Er schien sich ganz auf die Staffelei zu konzentrieren. Jetzt, dachte sie, jetzt wird er mich fragen! Sie suchte nach einem neuen Anfang.

»Sagen Sie,« fragte sie aus einer merkwürdigen Ideenverbindung heraus, da sie gerade an Geheimrat von Bock und das Gespräch mit ihrem Bruder denken mußte, »halten Sie es für möglich, daß diese Sachen gefälscht sind?«

»Welche Sachen?«

»Die aus dem Fund von – – –«

»Fund von Cati?

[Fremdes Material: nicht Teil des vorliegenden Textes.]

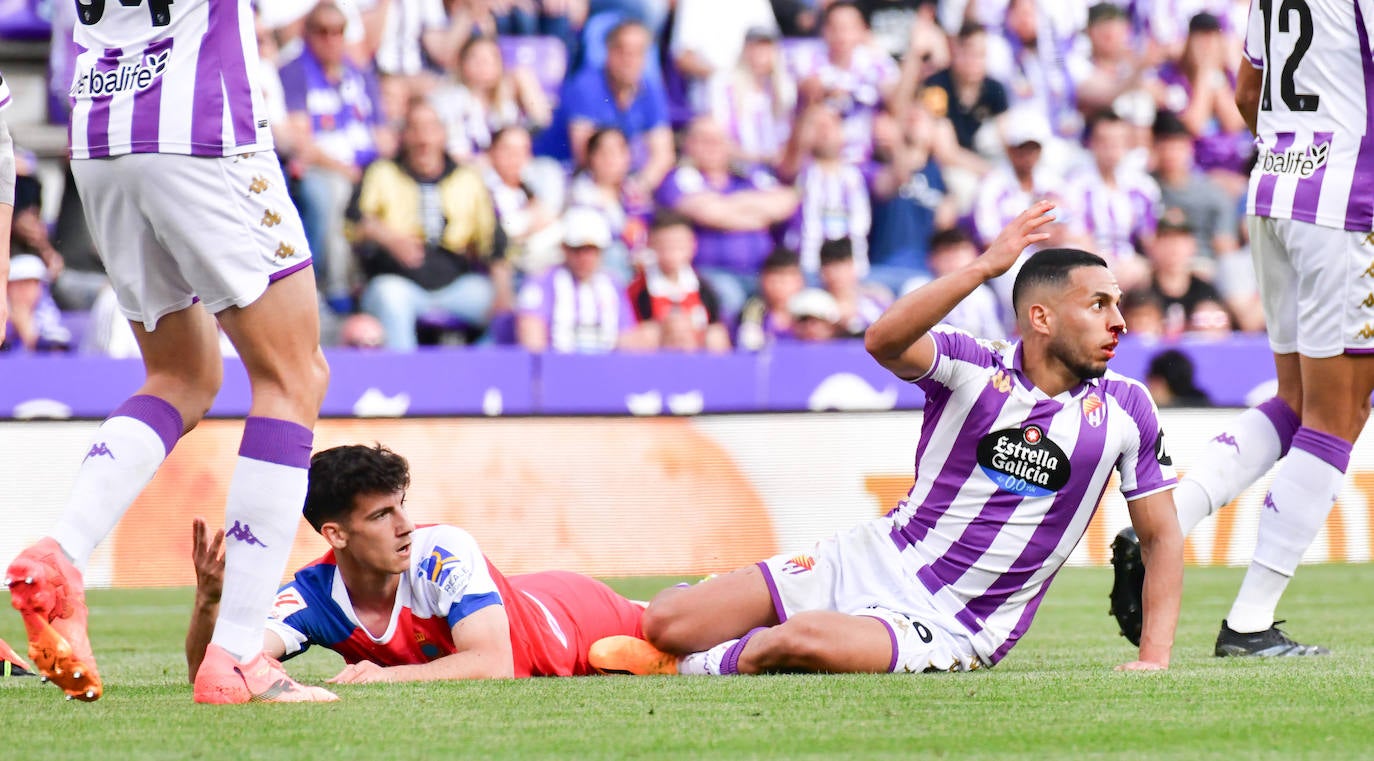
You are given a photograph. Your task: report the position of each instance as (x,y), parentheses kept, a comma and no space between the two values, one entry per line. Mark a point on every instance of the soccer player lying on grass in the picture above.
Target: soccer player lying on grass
(1016,451)
(406,603)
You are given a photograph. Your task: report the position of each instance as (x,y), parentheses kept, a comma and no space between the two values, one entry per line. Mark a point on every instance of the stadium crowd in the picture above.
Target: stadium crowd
(709,175)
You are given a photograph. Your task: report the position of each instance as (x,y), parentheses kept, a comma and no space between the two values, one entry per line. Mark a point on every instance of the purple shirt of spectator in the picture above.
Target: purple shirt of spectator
(1213,149)
(342,114)
(738,252)
(581,317)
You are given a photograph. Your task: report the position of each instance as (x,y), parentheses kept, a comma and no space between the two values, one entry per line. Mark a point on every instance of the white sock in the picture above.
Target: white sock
(124,455)
(264,508)
(1294,511)
(1234,459)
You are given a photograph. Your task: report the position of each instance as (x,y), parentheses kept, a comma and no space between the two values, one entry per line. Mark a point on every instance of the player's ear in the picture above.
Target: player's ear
(334,533)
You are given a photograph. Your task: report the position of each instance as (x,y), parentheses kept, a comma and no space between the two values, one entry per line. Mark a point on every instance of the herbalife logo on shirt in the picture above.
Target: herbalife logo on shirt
(1303,162)
(135,76)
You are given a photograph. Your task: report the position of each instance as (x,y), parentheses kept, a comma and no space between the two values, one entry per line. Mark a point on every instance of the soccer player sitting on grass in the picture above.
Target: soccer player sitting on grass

Ich wünsche allen Sammlern, daß alle Sachen gefälscht sind. Es kann sein. Hören Sie, ich will Sie malen, und zwar – – –«

Er machte eine lange Pause. Sie fühlte, wie ihr Herzschlag aussetzte. Die Deckenbeleuchtung ließ ein merkwürdig zischendes Geräusch hören. »Ich habe da eine Idee«, fuhr er fort. »Wissen Sie, wie Sie mir vorkommen? Wie ein Tier, das durch die Wälder streicht. Es begegnet Festen von saftig grünen Wiesen, Delikatessen von braunen Baumrinden oder jungen Haselnußtrieben. Manchmal läuft es mit andern im Rudel zusammen, wo es dann ein endloses Getratsch gibt. Immer schaut es dabei ein wenig nach Liebe aus, ohne allzuviel darauf zu geben. Aber es nimmt sie gerade so mit. Es ist wie alle Tiere nicht gerade ein Raubtier, aber jedes Tier ist für bestimmte Tiersorten eben doch auch ein Raubtier. So möchte ich Sie malen. Ziemlich nackend, oder nur in einem kurzen und vielfach zerschlitzten Gewand. Dabei soll jeder sehen, daß es sich um eine mondäne junge Dame der Gesellschaft handelt. Gewissermaßen genau so, wie Sie sind, nur der konventionellen Hülle entkleidet. Verstehen Sie?«

»Ja, ich verstehe. Merkwürdigerweise habe ich heute etwas Ähnliches empfunden, als ich mit Ihnen telephoniert hatte. Sie hatten gesagt, daß Sie mich als Akt malen wollten, und ich war doch in meiner Behausung eine so vollendete Dame der Gesellschaft. Als ich meinen Pelz anzog, dachte ich geradezu – – –«

»Pelz!« rief er erfreut aus. »Natürlich Pelz! Ich male Sie im Pelz. Nackend und im Pelz. Der Pelz muß fast so aussehen, als wäre er Ihnen angewachsen. Und so gehen Sie durch eine moderne Straße, an einem Schaufenster vorüber.«

»Und dazu brauchen Sie gerade mich als Modell?«

»Sie haben etwas von einem Tier, gutmütig und herzlos. So ein bißchen als weiblichen Faun werde ich Sie malen, die Beine frei, den Pelz von den Oberschenkeln an eng anschließend und oben die Brüste frei. Brüste und Hals und Kopf, das muß wie eine wundervolle Blüte oben herausbrechen.«

»Sehr schön!« sagte sie lächelnd, »nur kann ich mich leider zu so etwas nicht hergeben.«

Er sah sie ernst an, und sie stand mit rotem Gesicht da. Jetzt! dachte sie. Da hatte er sie umklammert, preßte seinen Mund auf ihre Lippen, brach sie durch, warf sie nieder und war über ihr wie ein Gott. Sträubte sie sich, ergab sie sich? Sie wußte es nicht. Der Raum brach über ihr zusammen, sie versank in grenzenlosem Stürzen. Und dann tauchten sie zusammen auf, Gesicht auf Gesicht, und lächelten sich gelöst an.

»Darf ich dich malen?« fragte er in ihr Ohr hinein.